LINCOLN, Neb. (AP) — Will Compton has been with Bo Pelini for all the ups and downs in the Nebraska football program the past five years.
No one in the Cornhuskers' camp wants a Big Ten championship more than the middle linebacker from Bonne Terre, Mo.
Compton, like his teammates, says all he's concerned with is Friday's game at Iowa (4-7, 2-5 Big Ten). He and everybody around him see the big picture, though.
A win secures the 17th-ranked Huskers' spot in the Big Ten title game against Wisconsin and a chance to play for the school's first conference championship since 1999. A loss would leave the Huskers (10-2, 6-1) needing Ohio State to beat Michigan on Saturday in order to play in Indianapolis on Dec. 1.
For Compton, if there is to be satisfying closure to his career, there is no alternative but to win a championship.
"Without a doubt," he said. "I've never won a championship, even in high school or anything like that. Especially the seniors, we want to get this one. We've went through so much together. It would be a disappointment if we didn't win out and get ourselves a championship."
Compton arguably is more heavily invested than any of the 29 seniors.
He originally pledged to former coach Bill Callahan. When Callahan was fired, Compton gave second looks to Missouri, Illinois and Notre Dame. Finally, he came around to putting his faith in Nebraska's first-time head coach.
Compton was a starter along with Ndamukong Suh on one of the nation's best defenses in 2009. He came close to winning Big 12 championships in 2009-10.
Last year the defense was average, at best, and there were blowout losses at Wisconsin and Michigan, a stunning loss at home to Northwestern and a bad loss to South Carolina in the Capital One Bowl.
This year didn't start any better, with lopsided losses at UCLA and Ohio State. But now the Huskers have won five straight, have come from behind in the second half to post four of their six Big Ten wins, and the defense has steadily gotten better.

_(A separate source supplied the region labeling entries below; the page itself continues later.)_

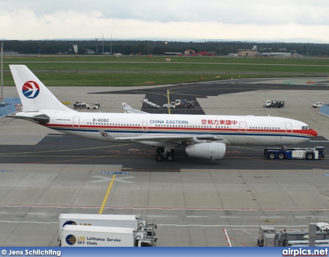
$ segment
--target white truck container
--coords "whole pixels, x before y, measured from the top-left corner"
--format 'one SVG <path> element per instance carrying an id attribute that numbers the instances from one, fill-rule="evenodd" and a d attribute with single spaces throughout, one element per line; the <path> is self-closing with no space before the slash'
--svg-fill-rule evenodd
<path id="1" fill-rule="evenodd" d="M 175 108 L 176 105 L 175 105 L 175 102 L 170 102 L 170 103 L 165 103 L 163 104 L 163 108 L 167 109 L 167 108 L 172 109 L 173 108 Z"/>
<path id="2" fill-rule="evenodd" d="M 98 103 L 87 103 L 87 109 L 98 109 L 100 106 Z"/>
<path id="3" fill-rule="evenodd" d="M 60 231 L 66 225 L 134 228 L 145 231 L 148 236 L 153 237 L 157 227 L 153 218 L 142 218 L 138 215 L 61 213 L 59 219 Z"/>
<path id="4" fill-rule="evenodd" d="M 156 238 L 133 228 L 66 225 L 60 231 L 60 246 L 150 247 Z"/>

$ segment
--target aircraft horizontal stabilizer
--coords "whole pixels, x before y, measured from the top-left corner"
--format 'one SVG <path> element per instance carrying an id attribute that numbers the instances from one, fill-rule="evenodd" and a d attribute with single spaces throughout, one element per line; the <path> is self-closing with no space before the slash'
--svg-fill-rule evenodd
<path id="1" fill-rule="evenodd" d="M 15 118 L 16 119 L 22 119 L 22 120 L 28 120 L 32 122 L 36 122 L 38 123 L 47 123 L 49 122 L 49 117 L 47 115 L 39 115 L 36 116 L 27 117 L 27 116 L 16 116 L 16 115 L 7 115 L 6 117 L 9 118 Z"/>

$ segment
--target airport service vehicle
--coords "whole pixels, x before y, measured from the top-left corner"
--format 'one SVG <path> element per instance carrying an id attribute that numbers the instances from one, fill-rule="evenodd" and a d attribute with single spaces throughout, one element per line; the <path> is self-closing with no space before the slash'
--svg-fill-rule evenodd
<path id="1" fill-rule="evenodd" d="M 73 108 L 75 109 L 77 108 L 85 108 L 86 107 L 87 107 L 87 104 L 81 101 L 76 101 L 76 103 L 73 105 Z"/>
<path id="2" fill-rule="evenodd" d="M 173 161 L 177 145 L 185 146 L 189 157 L 220 160 L 227 144 L 287 145 L 318 135 L 304 122 L 278 117 L 149 114 L 125 103 L 128 113 L 78 112 L 59 101 L 25 65 L 9 66 L 24 112 L 7 117 L 85 138 L 156 146 L 158 161 Z"/>
<path id="3" fill-rule="evenodd" d="M 175 108 L 176 105 L 175 105 L 174 102 L 170 102 L 170 103 L 165 103 L 163 104 L 163 108 L 167 109 L 167 108 L 170 108 L 172 109 L 173 108 Z"/>
<path id="4" fill-rule="evenodd" d="M 60 231 L 60 246 L 150 247 L 157 238 L 133 228 L 67 225 Z"/>
<path id="5" fill-rule="evenodd" d="M 260 226 L 258 235 L 257 245 L 260 246 L 274 246 L 276 229 L 273 226 Z"/>
<path id="6" fill-rule="evenodd" d="M 98 109 L 100 106 L 100 104 L 99 104 L 98 103 L 87 103 L 87 109 Z"/>
<path id="7" fill-rule="evenodd" d="M 317 103 L 314 104 L 312 106 L 313 108 L 321 108 L 322 107 L 322 103 L 321 102 L 318 102 Z"/>
<path id="8" fill-rule="evenodd" d="M 316 222 L 316 231 L 329 233 L 329 224 L 326 222 Z"/>
<path id="9" fill-rule="evenodd" d="M 188 101 L 186 102 L 186 107 L 193 108 L 194 106 L 194 102 L 193 101 Z"/>
<path id="10" fill-rule="evenodd" d="M 321 160 L 324 158 L 323 146 L 309 148 L 265 148 L 264 155 L 267 159 L 306 159 Z"/>
<path id="11" fill-rule="evenodd" d="M 193 101 L 188 101 L 187 99 L 177 99 L 175 100 L 176 107 L 193 107 L 194 104 Z"/>
<path id="12" fill-rule="evenodd" d="M 266 100 L 264 107 L 266 108 L 282 108 L 284 107 L 284 101 Z"/>
<path id="13" fill-rule="evenodd" d="M 154 229 L 157 228 L 153 218 L 142 218 L 138 215 L 61 213 L 59 219 L 60 230 L 66 225 L 134 228 L 146 232 L 148 237 L 154 237 Z"/>

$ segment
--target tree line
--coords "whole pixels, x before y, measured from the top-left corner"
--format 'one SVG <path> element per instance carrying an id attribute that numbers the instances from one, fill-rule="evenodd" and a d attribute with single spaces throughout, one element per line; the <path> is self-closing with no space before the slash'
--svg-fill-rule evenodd
<path id="1" fill-rule="evenodd" d="M 161 55 L 165 52 L 184 52 L 192 49 L 215 52 L 218 55 L 237 53 L 239 50 L 250 50 L 253 45 L 261 52 L 292 52 L 307 56 L 327 57 L 329 44 L 312 43 L 259 43 L 240 41 L 208 41 L 186 42 L 176 41 L 109 41 L 97 40 L 6 40 L 4 41 L 4 51 L 17 51 L 20 54 L 75 54 L 73 45 L 78 45 L 79 54 L 84 54 L 87 50 L 96 53 L 102 52 L 120 53 L 130 54 L 141 53 L 143 54 Z"/>

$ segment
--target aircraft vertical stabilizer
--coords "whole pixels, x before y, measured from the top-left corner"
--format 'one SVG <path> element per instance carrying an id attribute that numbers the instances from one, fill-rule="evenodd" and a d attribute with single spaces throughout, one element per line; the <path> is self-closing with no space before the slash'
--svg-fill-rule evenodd
<path id="1" fill-rule="evenodd" d="M 25 65 L 9 65 L 24 112 L 75 112 L 60 102 Z"/>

"I never want to sit there and say this is 'my' defense," Compton said. "We have a lot of great senior leadership. Right from the get-go in the offseason, myself and a few guys took the reins and did what we needed to do this offseason to set ourselves up for the position we're in now. We have to carry it out. We have to win out."
Compton is playing the best football of his career this season. His 93 tackles lead the team. He has three sacks, three other tackles for loss, seven pass breakups and three fumble recoveries.
"He means everything to our defense," safety Justin Blatchford said. "He has to know what he has to do, but he has to know what everyone else has to do. He's really a leader and shows just great passion to the game and puts in so much time in the film room and out on the field."
Pelini said, "I think he has played well all year, he really has. I think that we have a lot of contributors at the linebacker position. Will has been the center of it."
For that, Pelini can thank Kathy Compton, Will's mom.
Compton started considering other options after Callahan was fired. He took a shine to Illinois because the Illini were coming off a Rose Bowl appearance, and Missouri had just gone to the Big 12 championship game for the first time. Notre Dame had tradition.
"I remember telling my mom that I wasn't coming here that year and she started crying," Compton said. "She really liked the staff, coach Bo and everybody here and she thought I was making a mistake."
As if his mom's efforts to persuade him weren't enough, four Nebraska assistants visited Compton to make a last-ditch effort to keep him.
"We had a great night and once they walked out I just said I didn't know what I was thinking in the first place and I said that Nebraska is where I definitely want to go," he said.
Compton received his degree in business administration last December, and he said he'll treasure memories of the fans, the Tunnel Walk, Pelini's pregame speeches and the good times with his teammates.
Playing for a Big Ten title would be something else he could take with him if the Huskers can lock up a trip to Indianapolis.
"We're in a position to do a few different things that haven't been done here in quite a while," he said. "We're all aware of that, but we have to stay locked in."